L’importanza du presentare “Elena Del Ghetto” al Parlamento Europeo, il luogo della democrazia europea
Per Maria Grazia Saccà, la proiezione del film “Elena del Ghetto” al Parlamento Europeo non è stata semplicemente un appuntamento istituzionale. Nell’intervista, la sua emozione era palpabile e sincera: è l’emozione di una cittadina che si trova nel luogo simbolo della democrazia europea.
Portare il proprio lavoro tra quelle mura significa, per Maria Grazia Saccà, sottoporlo a uno sguardo più grande, quello della storia e dei valori condivisi. Per Maria Grazia Saccà il legame tra il fare cinema e il vivere democratico è profondo.
Raccontare storie, dare voce a chi non ce l’ha, mostrare ciò che si preferisce non vedere, tutto questo appartiene al tipo di cinema che Maria Grazia Saccà vuole continuare a produrre.
Plot
Ambientato a Roma tra il 1938 e il 1943, "Elena del ghetto" ripercorre la straordinaria storia di Elena Di Porto, una donna ebrea romana, forte, indipendente e coraggiosa che ha sfidato il regime fascista per salvare molte vite e ha segnato la storia del ghetto ebraico di Roma durante il fascismo e l’occupazione nazista. Una donna coraggiosa in tempi bui. Per essere diversi ci vuole coraggio: si rischia l’emarginazione e la punizione. I ribelli, però, intuiscono per primi quando qualcosa limita la libertà, e reagiscono anche in solitudine.

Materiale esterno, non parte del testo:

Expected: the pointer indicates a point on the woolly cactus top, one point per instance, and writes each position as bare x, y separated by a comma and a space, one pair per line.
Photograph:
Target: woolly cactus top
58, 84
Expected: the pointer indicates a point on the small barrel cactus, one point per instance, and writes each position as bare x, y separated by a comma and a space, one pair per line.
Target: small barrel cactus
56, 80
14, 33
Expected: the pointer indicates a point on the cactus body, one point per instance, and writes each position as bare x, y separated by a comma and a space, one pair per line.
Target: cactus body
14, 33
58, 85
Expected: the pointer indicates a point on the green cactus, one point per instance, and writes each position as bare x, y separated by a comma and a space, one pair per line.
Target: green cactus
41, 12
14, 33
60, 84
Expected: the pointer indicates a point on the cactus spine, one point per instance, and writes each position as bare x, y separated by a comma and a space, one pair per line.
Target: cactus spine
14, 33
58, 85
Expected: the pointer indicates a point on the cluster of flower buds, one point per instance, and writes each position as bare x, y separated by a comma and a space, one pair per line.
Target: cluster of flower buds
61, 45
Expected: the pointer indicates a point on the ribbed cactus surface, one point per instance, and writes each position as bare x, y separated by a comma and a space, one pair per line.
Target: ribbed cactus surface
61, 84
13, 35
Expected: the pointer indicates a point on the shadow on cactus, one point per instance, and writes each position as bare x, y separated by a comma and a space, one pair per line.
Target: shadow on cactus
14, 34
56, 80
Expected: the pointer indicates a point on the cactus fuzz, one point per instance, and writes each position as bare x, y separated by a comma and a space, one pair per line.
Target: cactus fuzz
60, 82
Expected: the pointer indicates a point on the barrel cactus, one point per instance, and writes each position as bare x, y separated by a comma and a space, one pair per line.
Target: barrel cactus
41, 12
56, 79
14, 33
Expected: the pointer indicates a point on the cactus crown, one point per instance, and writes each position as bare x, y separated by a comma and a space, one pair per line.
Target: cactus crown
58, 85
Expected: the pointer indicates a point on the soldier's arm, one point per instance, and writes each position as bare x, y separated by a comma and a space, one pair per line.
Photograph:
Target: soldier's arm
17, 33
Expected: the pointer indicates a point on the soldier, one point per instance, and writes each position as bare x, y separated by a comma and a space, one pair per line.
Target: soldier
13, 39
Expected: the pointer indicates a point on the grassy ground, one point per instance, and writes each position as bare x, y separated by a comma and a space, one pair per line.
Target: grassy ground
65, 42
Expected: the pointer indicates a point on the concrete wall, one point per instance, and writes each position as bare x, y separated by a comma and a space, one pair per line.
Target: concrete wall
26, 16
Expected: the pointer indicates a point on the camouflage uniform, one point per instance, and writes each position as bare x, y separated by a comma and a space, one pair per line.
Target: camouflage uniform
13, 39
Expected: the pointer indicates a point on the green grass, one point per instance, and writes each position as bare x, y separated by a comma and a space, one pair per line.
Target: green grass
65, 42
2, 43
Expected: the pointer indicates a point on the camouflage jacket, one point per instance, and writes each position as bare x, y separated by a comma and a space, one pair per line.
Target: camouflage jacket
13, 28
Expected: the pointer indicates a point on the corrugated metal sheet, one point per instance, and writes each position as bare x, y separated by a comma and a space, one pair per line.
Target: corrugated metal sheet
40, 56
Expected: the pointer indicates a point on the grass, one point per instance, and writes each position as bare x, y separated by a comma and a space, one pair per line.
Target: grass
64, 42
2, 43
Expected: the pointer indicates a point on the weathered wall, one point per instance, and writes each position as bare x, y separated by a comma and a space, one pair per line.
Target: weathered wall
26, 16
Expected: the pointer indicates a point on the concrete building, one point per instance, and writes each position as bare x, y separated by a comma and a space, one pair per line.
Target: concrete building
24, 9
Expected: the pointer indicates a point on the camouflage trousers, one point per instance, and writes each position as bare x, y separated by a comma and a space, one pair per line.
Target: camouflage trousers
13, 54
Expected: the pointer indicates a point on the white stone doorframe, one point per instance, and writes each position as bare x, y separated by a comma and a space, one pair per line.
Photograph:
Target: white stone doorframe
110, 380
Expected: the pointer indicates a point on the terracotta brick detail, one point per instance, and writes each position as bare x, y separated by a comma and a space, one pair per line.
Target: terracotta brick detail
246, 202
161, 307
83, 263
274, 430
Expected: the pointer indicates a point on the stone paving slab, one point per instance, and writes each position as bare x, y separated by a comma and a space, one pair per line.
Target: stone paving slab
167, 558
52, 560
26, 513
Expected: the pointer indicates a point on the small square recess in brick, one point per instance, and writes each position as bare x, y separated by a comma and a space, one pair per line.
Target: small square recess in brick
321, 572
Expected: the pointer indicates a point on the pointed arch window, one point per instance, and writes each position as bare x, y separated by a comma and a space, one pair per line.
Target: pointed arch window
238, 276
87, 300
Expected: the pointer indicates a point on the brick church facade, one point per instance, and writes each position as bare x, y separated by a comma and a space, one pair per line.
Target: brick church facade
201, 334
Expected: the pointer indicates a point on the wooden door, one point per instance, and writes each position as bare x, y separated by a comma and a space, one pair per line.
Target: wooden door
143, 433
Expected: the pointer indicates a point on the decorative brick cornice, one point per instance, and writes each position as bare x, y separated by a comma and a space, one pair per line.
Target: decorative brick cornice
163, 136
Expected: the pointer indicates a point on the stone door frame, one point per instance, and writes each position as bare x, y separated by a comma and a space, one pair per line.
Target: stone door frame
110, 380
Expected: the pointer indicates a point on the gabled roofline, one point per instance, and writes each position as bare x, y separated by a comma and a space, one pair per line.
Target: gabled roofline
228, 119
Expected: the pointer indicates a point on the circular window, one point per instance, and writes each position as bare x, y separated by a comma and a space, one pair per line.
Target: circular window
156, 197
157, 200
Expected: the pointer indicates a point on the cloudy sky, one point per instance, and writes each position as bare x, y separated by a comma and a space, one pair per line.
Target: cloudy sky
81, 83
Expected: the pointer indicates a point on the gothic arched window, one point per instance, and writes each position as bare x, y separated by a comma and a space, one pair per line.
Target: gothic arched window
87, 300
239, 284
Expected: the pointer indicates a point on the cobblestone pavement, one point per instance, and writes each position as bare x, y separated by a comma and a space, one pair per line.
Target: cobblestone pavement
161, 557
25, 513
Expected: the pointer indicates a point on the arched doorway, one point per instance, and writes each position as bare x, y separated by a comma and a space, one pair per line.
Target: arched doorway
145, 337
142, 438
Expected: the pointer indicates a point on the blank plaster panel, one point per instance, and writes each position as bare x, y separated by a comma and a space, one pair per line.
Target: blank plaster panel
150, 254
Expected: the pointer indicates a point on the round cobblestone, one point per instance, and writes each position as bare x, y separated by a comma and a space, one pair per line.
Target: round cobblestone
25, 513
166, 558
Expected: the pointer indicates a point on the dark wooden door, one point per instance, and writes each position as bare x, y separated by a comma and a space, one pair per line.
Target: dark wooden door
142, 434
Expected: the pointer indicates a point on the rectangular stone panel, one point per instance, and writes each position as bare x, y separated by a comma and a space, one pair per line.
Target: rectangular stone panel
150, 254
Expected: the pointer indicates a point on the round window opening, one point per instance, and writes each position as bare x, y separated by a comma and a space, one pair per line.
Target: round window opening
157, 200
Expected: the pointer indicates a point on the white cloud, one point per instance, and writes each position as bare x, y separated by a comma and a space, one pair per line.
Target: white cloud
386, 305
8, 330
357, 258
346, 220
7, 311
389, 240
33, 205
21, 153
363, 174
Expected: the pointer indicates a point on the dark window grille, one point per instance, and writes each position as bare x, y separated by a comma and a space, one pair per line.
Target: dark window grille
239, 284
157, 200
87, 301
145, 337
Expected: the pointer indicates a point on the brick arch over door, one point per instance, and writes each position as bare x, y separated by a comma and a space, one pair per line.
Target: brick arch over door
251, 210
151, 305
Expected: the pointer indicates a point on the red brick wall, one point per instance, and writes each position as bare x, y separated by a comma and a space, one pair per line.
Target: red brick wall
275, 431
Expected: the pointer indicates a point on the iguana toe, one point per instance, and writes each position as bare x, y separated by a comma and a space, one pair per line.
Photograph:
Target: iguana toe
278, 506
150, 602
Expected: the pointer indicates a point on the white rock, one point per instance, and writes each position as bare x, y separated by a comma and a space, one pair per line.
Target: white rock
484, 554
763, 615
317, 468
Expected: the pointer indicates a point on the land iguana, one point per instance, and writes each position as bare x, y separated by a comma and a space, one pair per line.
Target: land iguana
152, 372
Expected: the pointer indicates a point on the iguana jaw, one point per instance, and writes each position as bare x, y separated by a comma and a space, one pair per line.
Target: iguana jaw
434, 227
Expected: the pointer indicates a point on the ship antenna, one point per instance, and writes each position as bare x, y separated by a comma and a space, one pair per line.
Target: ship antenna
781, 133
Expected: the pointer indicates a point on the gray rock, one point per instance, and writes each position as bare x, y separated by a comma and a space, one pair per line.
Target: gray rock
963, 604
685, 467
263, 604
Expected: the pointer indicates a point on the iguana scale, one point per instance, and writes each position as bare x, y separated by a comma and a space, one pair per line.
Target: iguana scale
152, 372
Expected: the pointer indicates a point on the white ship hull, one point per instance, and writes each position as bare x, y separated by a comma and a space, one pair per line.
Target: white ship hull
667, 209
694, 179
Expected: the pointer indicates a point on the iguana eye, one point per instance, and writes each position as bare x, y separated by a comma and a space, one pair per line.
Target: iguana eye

Così fa Elena.
Elena è una donna fuori dagli schemi, separata dal marito, indossa i pantaloni, fuma, beve e gioca a stecca, per questo nel ghetto di Roma la chiamano “Elena la matta”. Il suo temperamento ribelle e indomito la porta a scontrarsi più volte con i fascisti che infestano il
quartiere. Arrestata in diverse occasioni, Elena non si ferma. Quando i nazisti occupano Roma, si unisce alla resistenza e riesce a scoprire in anticipo i piani del rastrellamento del ghetto, avvenuto il 16 ottobre 1943. Cerca di avvisare i suoi concittadini, ma come
farsi ascoltare quando sei considerata solo una "matta"?